Rubbing salt into the wound he not only used an old hat of mine I'd left in the house to catch it but went on to discover three more at a regular haunt of mine, La Janda (36.248878-5.835323; 36.24897 -5.83526 and 36.24921 -5.83508).
Having established that I know less than I should about snakes, at least I do know that Ladder Snake (Rhinechis scalaris) gets its name from its markings.
Naturally Lawrie not only found them with ease at Embalse de Barbate, Barbate dam & La Janda (36.411624-5.740734 and36.41162, -5.74073) but also got a terrific photo of a juvenile showing the distinctive markings that give the species its name.
Lawrie didn't manage to see all the snakes of the area although he did pretty well but I can't resist adding a photo of one missed - Lataste's Viper (Vipera latasti). I've seen a single young juvenile in the Molinos valley. It was a very small and somewhat sluggish which may be explained by the white spot on the head which seemed to be a wound or perhaps some sort of fungal growth.
They're also found in the pines that cloak the dunes at Rota and at Algaida, Barbate and elsewhere but are never easy to find. One tip, I'm told, is to view from a low level so that you see the silhouette rather than be confused by their cryptic camouflage.
Of the lizards the one you're most likely to see even if you're not really looking is Occelated Lizard (Timon lepidus) as they're bright green very large and not infrequently scuttle across the road on hot sunny days. I've seen them in many areas in the province although they seem to have a liking for unimproved a and often fairly rugged areas. Lawrie had them at two sites where I've found them relatively common - two at Bolonia and three at Barbate dam. However, unlike Lawrie, I've never managed to get a decent shot of one. They're usually a much brighter green than the individual shown here whose dullness is probably because it is about to shed its skin.
As Lawrie confirmed, Spiny-footed Lizard (Acanthodactylus erythrurus) has a particular liking for light sandy soils and, like him, I've always found them particularly common in the Algaida area although I've seen them at a number of coastal sites.
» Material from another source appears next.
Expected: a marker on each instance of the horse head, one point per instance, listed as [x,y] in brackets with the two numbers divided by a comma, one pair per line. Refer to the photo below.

I find them strikingly handsome little beasts and not too difficult to photograph.
Iberian Wall Lizard (Podarcis hispanica) is another frequently seen reptile although Lawrie's visit made me appreciate just how much they prefer rocky areas and walls and just how common they are in the area. Unlike him I've never managed to get a decent photo!
My rather lacklustre attempts to see and identify reptiles and amphibians in the area haven't been helped by the absence of a decent field guide to the group. At home I use a copy of “Reptiles and Amphibians in Colour” by Hans Hvass but, being over forty years old and with rather limited illustrations, it's far from ideal. In a burst of enthusiasm in 2009 I got a copy of a new photoguide to the group “New Holland Guide to the Reptiles and Amphibians of Europe" by Axel Kwet. It's a handy little book but I'm no fan of photoguides and coverage isn't comprehensive. I've been meaning to get the obvious choice, “Collins Field Guide to the Reptiles and Amphibians of Britain and Europe” (Arnold & Ovenden) for decades but as the list price has always been a bit steep (currently £29.95) I'd always hoped to get one second-hand. However, not having been comprehensively revised for well over a decade it's now dated and its taxonomy very much out of date. Fortunately, the cavalry is on its way in the form of a new Bloomsbury (Helm) book a “Field Guide to the Amphibians and Reptiles of Britain and Europe” by Jeroen Speybroeck et al and illustrated by Ilian Velikov which should be published in July (c£20). It promises an up-to-date taxonomy, including all the recent splits and discoveries, and appears to be beautifully illustrated. Hopefully, this book will help me to hone my identification skills. One other resource needs to be mentioned – the online version of Atlas y Libro Rojo de Anfibios y Reptiles de Espaňa - is a wonderful resource – see http://www.magrama.gob.es/es/biodiversidad/temas/inventarios-nacionales/inventario-especies-terrestres/inventario-nacional-de-biodiversidad/ieet_anfib_reptl_LR_indice.aspx
Many thanks once again to Lawrie Hills both for those of his photos that adorn this blog post and his expert input in improving my understanding of the local herpeto-fauna of Cadiz province. Thanks too to Lawrie's parents Richard & Cathy Hills for giving our little house in Alcala the good airing it so needed!